A carta destaca a urgência na demarcação de terras indígenas (quatro em fase avançada), denuncia o aumento dos conflitos fundiários associados à soja, à Ferrogrão e às dragagens, e solicita a criação de um Distrito Sanitário Especial Indígena (DSEI) próprio e uma Coordenadoria Regional da FUNAI em Santarém. O documento alerta que a combinação entre hidrovias, ferrovia e portos privados “ameaça diretamente a vida dos povos indígenas e o equilíbrio do ecossistema regional” e pede a revisão do modelo de infraestrutura voltado exclusivamente à exportação de commodities.

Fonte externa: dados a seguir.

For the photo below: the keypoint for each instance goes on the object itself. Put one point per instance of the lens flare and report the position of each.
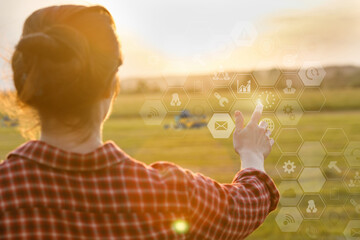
(180, 226)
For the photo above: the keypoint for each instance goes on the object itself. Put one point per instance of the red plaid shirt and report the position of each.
(48, 193)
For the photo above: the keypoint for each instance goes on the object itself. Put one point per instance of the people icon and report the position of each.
(311, 207)
(289, 89)
(175, 101)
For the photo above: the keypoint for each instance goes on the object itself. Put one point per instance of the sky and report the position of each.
(198, 36)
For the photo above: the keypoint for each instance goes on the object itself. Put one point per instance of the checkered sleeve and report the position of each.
(231, 211)
(222, 211)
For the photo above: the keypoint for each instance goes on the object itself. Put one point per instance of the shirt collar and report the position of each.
(106, 155)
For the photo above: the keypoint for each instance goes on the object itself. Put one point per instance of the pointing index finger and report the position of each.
(255, 118)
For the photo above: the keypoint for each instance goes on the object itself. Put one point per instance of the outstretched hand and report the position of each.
(253, 142)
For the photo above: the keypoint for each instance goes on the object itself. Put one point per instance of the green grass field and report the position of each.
(198, 151)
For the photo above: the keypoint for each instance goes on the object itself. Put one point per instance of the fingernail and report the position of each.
(259, 107)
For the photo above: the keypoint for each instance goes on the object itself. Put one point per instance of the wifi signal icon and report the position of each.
(288, 219)
(153, 112)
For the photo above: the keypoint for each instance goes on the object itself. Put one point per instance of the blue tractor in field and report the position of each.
(186, 120)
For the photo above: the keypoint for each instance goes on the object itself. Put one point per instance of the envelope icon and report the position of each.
(355, 232)
(221, 125)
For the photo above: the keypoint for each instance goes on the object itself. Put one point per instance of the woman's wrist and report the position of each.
(252, 160)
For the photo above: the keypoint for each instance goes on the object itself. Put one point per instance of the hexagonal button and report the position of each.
(335, 219)
(246, 106)
(334, 167)
(334, 192)
(273, 123)
(289, 140)
(312, 154)
(289, 166)
(290, 193)
(351, 231)
(334, 140)
(312, 229)
(289, 219)
(312, 99)
(352, 206)
(312, 74)
(175, 99)
(352, 180)
(243, 85)
(289, 112)
(266, 78)
(221, 99)
(222, 77)
(153, 112)
(221, 125)
(311, 206)
(268, 97)
(289, 86)
(244, 34)
(352, 154)
(311, 179)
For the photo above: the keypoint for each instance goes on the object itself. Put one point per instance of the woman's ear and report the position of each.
(113, 88)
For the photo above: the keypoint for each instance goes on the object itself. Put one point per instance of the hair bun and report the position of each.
(39, 44)
(57, 43)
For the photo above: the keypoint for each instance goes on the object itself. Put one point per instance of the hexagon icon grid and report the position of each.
(222, 77)
(289, 140)
(352, 154)
(334, 167)
(221, 125)
(289, 219)
(289, 112)
(153, 112)
(312, 99)
(352, 206)
(351, 231)
(312, 206)
(290, 193)
(312, 74)
(221, 99)
(289, 86)
(273, 123)
(334, 140)
(244, 34)
(311, 179)
(268, 97)
(312, 154)
(312, 229)
(289, 166)
(334, 192)
(175, 99)
(334, 218)
(243, 85)
(352, 180)
(266, 78)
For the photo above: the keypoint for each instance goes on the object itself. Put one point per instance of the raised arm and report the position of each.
(233, 211)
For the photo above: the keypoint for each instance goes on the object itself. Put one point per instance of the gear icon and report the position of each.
(289, 167)
(288, 109)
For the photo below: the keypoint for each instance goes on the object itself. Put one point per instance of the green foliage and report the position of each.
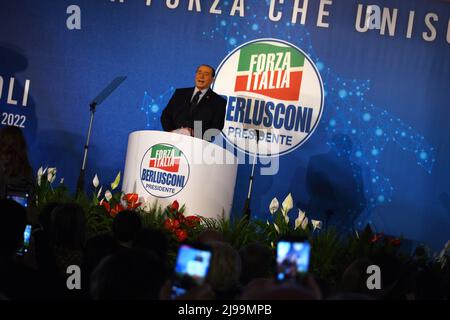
(331, 253)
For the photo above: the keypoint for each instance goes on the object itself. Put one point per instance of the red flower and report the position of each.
(171, 224)
(192, 221)
(114, 210)
(175, 205)
(132, 200)
(131, 197)
(181, 234)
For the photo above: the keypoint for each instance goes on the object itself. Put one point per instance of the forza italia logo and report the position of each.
(275, 100)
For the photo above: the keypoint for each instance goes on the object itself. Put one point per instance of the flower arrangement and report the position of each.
(180, 226)
(331, 252)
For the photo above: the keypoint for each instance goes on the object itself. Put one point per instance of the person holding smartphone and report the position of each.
(189, 278)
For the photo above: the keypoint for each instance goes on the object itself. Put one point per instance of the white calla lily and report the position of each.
(108, 195)
(95, 181)
(116, 182)
(300, 218)
(317, 224)
(276, 228)
(304, 224)
(99, 192)
(274, 205)
(287, 205)
(51, 174)
(39, 175)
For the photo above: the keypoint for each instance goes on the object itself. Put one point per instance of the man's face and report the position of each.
(203, 77)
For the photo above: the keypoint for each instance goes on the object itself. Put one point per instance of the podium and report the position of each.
(166, 166)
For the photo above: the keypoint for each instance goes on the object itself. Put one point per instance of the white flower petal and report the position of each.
(99, 192)
(95, 181)
(276, 228)
(300, 218)
(108, 195)
(274, 205)
(304, 224)
(51, 174)
(287, 204)
(317, 224)
(116, 182)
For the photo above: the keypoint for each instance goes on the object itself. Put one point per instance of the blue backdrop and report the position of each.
(381, 150)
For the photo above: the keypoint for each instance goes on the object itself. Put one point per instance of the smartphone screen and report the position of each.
(21, 199)
(292, 258)
(26, 241)
(191, 268)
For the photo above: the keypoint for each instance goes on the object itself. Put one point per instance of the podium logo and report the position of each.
(275, 100)
(164, 170)
(269, 70)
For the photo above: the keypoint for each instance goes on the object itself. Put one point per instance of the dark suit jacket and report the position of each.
(210, 110)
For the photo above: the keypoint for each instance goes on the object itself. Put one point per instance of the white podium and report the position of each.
(167, 166)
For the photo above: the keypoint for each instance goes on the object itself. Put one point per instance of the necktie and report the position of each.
(195, 99)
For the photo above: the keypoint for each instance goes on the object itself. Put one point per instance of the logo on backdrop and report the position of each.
(164, 170)
(275, 97)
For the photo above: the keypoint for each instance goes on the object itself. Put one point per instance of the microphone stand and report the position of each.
(80, 182)
(246, 212)
(93, 105)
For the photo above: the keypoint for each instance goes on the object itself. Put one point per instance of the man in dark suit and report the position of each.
(194, 105)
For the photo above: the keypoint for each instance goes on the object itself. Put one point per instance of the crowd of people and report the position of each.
(132, 262)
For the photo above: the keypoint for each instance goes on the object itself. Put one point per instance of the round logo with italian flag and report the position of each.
(275, 97)
(164, 170)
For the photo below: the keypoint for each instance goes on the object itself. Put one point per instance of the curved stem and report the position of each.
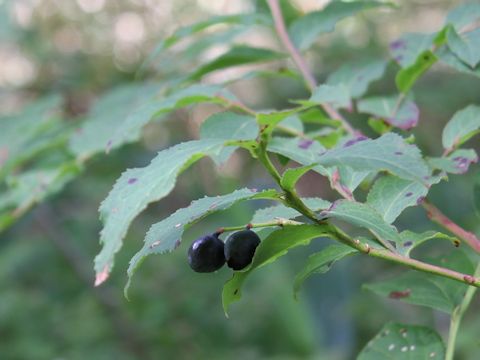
(457, 316)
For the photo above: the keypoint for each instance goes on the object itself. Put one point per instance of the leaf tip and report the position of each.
(102, 276)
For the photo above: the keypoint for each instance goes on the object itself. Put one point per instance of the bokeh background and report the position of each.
(49, 308)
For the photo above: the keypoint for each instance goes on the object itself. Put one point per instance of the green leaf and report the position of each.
(277, 244)
(365, 216)
(165, 235)
(403, 115)
(337, 95)
(357, 76)
(476, 193)
(35, 128)
(407, 76)
(320, 263)
(457, 162)
(228, 126)
(389, 152)
(307, 152)
(465, 45)
(462, 126)
(404, 342)
(157, 106)
(284, 212)
(31, 187)
(305, 30)
(426, 290)
(407, 50)
(136, 188)
(411, 240)
(237, 55)
(391, 195)
(109, 112)
(464, 14)
(244, 20)
(292, 175)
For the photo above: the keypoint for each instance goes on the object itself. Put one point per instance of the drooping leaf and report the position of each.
(307, 152)
(166, 235)
(411, 240)
(363, 215)
(401, 114)
(320, 263)
(156, 106)
(457, 162)
(449, 58)
(31, 187)
(292, 175)
(476, 193)
(423, 289)
(337, 95)
(389, 153)
(246, 20)
(237, 55)
(462, 126)
(357, 76)
(391, 195)
(228, 125)
(108, 113)
(305, 30)
(282, 211)
(277, 244)
(407, 76)
(465, 45)
(404, 342)
(136, 188)
(35, 128)
(408, 48)
(464, 14)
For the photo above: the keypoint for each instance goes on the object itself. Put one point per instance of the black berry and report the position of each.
(240, 247)
(206, 254)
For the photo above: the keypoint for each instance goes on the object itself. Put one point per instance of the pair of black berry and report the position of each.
(209, 253)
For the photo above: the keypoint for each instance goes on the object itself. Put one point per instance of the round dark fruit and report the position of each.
(206, 254)
(240, 247)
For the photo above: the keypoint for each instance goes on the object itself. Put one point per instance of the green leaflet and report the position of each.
(165, 235)
(391, 109)
(390, 195)
(277, 244)
(229, 126)
(458, 162)
(407, 76)
(462, 126)
(305, 30)
(404, 342)
(364, 216)
(465, 45)
(357, 76)
(320, 263)
(109, 112)
(389, 152)
(237, 55)
(136, 188)
(292, 175)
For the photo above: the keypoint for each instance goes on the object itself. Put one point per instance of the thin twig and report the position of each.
(301, 63)
(441, 219)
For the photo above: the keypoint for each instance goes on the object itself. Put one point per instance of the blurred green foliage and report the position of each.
(48, 306)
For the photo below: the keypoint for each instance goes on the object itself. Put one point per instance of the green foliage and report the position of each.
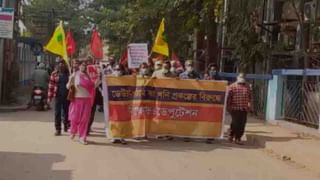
(242, 33)
(128, 21)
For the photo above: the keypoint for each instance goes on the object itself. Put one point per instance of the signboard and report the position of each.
(141, 107)
(137, 54)
(6, 22)
(93, 72)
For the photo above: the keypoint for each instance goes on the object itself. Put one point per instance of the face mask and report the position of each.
(189, 69)
(144, 71)
(165, 71)
(117, 73)
(157, 67)
(173, 70)
(212, 73)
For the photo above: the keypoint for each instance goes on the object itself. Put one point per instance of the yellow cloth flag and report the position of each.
(161, 45)
(57, 44)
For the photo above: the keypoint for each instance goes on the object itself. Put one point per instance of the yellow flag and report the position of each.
(161, 45)
(57, 44)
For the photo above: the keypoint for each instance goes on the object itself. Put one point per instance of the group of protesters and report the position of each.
(76, 94)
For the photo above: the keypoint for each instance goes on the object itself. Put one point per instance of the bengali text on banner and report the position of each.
(140, 107)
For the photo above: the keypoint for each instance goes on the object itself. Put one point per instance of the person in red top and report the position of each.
(239, 104)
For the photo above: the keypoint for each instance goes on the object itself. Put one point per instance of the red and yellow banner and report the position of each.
(141, 107)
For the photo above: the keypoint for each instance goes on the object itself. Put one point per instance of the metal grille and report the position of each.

Para o CITA, “não há solução climática possível enquanto rios amazônicos forem tratados apenas como corredores de grãos, e enquanto os povos do Tapajós seguirem sem consulta livre, prévia e informada”, em referência à Convenção 169 da OIT.
Saída da Caravana da Resposta: de Santarém à Belém
O 8º Grito Ancestral marca também a preparação para a próxima etapa da mobilização: no dia 8 de novembro (sexta-feira), a Caravana da Resposta inicia sua jornada fluvial de Santarém até Belém, com saída prevista às 17h30, reforçando o elo entre o protesto no Tapajós e a participação direta dos povos na COP30, na Cúpula dos Povos e na COP do Povo.

A jornada que começou de ônibus em Sinop (MT), em 4 de novembro, reúne centenas de lideranças e comunicadores populares em uma travessia que percorre a mesma rota utilizada pelo agronegócio para exportar soja, mas com outro propósito: defender o direito aos rios, denunciar violações e apresentar alternativas baseadas em agroecologia, soberania alimentar, proteção territorial e respeito às comunidades tradicionais.
Ao longo do percurso, estão previstas assembleias, plenárias, rodas de conversa e atividades culturais, com debates sobre hidrovias, Ferrogrão, dragagens, regulação europeia da cadeia da soja e demarcação de terras. Alimentos agroecológicos doados por redes camponesas e comunidades tradicionais abastecerão a cozinha solidária da Cúpula dos Povos em Belém.